Down South in Windsor

By Susan Huebert   Trail Canada

What Canadian city combines unique museums, classical concerts, festivals, and much more, all situated as far south as the United States? While many cities have a wide variety of activities and sights for tourists and locals to enjoy, Windsor has a special character born of its history and location. With museums, art galleries, concerts, and sights to see, Windsor has something for everyone.

Windsor's location as the southernmost Canadian city has given it an intriguing history. Across the river from Detroit, Windsor played an important role in the nineteenth century as a point of entry for the Underground Railroad transporting escaped slaves to freedom in Canada. Statues at the City Hall Esplanade on the waterfront commemorate that contribution. Nearby, the Charlie Brooks Peace Fountain celebrates Canadians' roles in promoting peace. Windsor has a long history; it was settled in 1748 as a French agricultural society and has been inhabited ever since, making it one of the oldest continuously-occupied cities in North America. A large French community still exists in Windsor, and the many French street names recall the city's background. Windsor officially became a village in 1854 before becoming a town in 1858 and finally a city in 1892. Now a city of over 200,000 people, Windsor is the centre of many industries and cultural activities.

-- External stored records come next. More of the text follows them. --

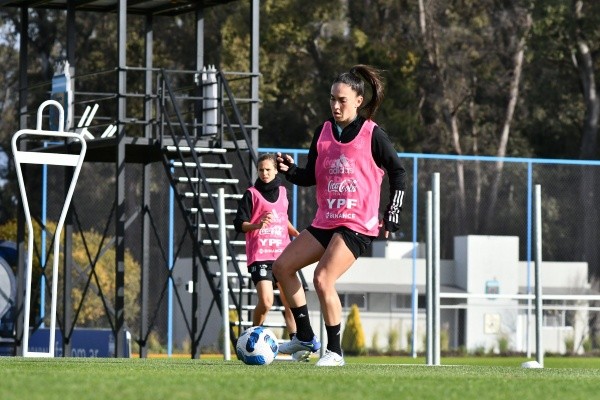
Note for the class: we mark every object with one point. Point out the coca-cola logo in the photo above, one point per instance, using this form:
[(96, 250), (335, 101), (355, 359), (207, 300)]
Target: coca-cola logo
[(340, 165), (344, 186), (271, 230)]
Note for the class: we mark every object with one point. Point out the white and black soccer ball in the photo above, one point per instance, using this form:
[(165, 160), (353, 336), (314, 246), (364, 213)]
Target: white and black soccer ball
[(257, 346)]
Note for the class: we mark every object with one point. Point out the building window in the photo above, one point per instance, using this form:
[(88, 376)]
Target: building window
[(403, 301), (348, 299)]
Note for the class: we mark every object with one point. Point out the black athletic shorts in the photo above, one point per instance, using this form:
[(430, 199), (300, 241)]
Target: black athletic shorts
[(356, 242), (262, 271)]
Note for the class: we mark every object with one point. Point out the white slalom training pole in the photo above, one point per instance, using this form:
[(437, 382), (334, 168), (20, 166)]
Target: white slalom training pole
[(436, 267), (43, 158), (429, 282), (539, 352), (224, 286)]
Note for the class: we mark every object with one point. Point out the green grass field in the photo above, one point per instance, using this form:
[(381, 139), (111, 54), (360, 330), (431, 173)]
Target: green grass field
[(361, 378)]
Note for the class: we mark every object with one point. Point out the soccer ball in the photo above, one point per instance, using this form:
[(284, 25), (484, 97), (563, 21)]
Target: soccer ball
[(257, 346)]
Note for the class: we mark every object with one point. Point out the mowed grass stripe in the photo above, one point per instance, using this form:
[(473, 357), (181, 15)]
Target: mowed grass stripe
[(381, 378)]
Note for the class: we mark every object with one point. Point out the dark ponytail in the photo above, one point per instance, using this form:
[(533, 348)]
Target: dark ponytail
[(356, 77)]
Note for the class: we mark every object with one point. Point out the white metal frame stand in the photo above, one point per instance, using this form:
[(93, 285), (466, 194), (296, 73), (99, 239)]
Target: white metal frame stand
[(59, 159)]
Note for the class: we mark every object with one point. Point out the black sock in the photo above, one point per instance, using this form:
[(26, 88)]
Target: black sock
[(334, 338), (304, 331)]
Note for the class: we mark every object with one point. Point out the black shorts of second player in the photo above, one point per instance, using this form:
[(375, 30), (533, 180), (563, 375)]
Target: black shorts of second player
[(357, 242), (262, 271)]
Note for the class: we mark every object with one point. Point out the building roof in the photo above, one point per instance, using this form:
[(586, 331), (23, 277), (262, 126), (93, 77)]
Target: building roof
[(152, 7)]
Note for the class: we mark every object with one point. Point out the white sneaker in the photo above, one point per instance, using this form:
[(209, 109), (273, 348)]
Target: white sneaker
[(301, 356), (295, 345), (330, 359)]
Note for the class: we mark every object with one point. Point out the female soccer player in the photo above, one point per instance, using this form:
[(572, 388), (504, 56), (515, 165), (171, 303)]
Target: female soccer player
[(262, 216), (346, 162)]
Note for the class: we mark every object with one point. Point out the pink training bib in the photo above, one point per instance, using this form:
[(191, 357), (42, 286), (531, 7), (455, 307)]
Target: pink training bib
[(267, 243)]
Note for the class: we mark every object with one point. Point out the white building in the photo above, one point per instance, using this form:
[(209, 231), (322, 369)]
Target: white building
[(382, 288)]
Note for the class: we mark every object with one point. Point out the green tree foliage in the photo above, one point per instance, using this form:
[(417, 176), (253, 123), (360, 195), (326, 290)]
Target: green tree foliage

Windsor is a popular tourist destination because of the short distance from the US border. Car enthusiasts might wish to see the Chrysler mini-van plant, one of the Ford Motor Company facilities, or another of the automobile manufacturing factories. For those visitors who prefer family-oriented activities, Windsor Water World is a good place to spend an afternoon or an entire day, while the XS Family Fun Centre gives children the chance to burn off energy with laser tag, go-karts, and other games. When these activities are done, Market Square is a good place to visit for its five different restaurants and many vendors selling baked goods, meat, cheese, and more.

If Market Square fails to satisfy the appetite, Windsor's other eating establishments are sure to fill the gap. Brigantino's is a well-known Italian restaurant where diners can eat to the accompaniment of nightly entertainment, and many other restaurants are also available to cater to all kinds of culinary tastes.

Visiting the historic houses and buildings in and around Windsor can occupy days. Mackenzie Hall, formerly a courthouse but now a museum, is an imposing limestone building where poetry readings, puppet shows, social events, and many other activities take place. Workshops and other programs are also available. Willistead Manor is another good place to spend the afternoon; its sixteenth-century Tudor-Jacobean style of architecture and twentieth-century amenities make the house ideal for a Christmas tour or a visit at any time of the year. The library, dining room with mahogany panelling, and the wide, curved staircase are only a few of the elegant sights to see. The white marble fireplace in the drawing room is also an attraction. Outside are the Paul Martin Gardens, where visitors can still enjoy the spacious grounds even after the end of flower season.

Outdoor attractions abound in the Windsor area. The Odette Sculpture Park runs for 3.5 kilometres along the Detroit River, with works by famous sculptors from around the world. A short distance away near Amherstberg is the 546-acre Holiday Beach Conservation Area, known as one of the best birding spots in North America. Within Windsor are the Coventry Gardens, across from Belle Isle in Detroit. In summer, the Peace Fountain operates in the park, but the grounds are still enjoyable in winter. A unique feature in the Queen Elizabeth II Gardens in Jackson Park is a war memorial featuring two military airplane replicas. The most famous park near Windsor, however, is Pelee Island. No visitor to the city should miss going there to cycle, visit the local winery, or just enjoy nature. Parks are central to Windsor's life and are the reason the city is nicknamed "Rose City" or "City of Roses."

Festivals and concerts are good ways of seeing the culture of a city or town, and Windsor has many of them. The winter schedule is full, with everything from the 21st Annual Wedding Extravaganza in January to concerts with the Windsor Symphony Orchestra to the Winter Festival at the Ojibway Nature Centre. Comedian Andre-Philippe Gagnon is scheduled to perform in February, and a golf show shortly afterwards will please fans of the sport. March will see the Boat and Outdoor Recreation Show, and several spring events will celebrate the maple syrup harvest. With so much happening in Windsor, there is sure to be something for every visitor.

History, culture, nature, and entertainment all come together in Windsor. With festivals and parks, Canada's southernmost city is an excellent place to visit during the coming winter.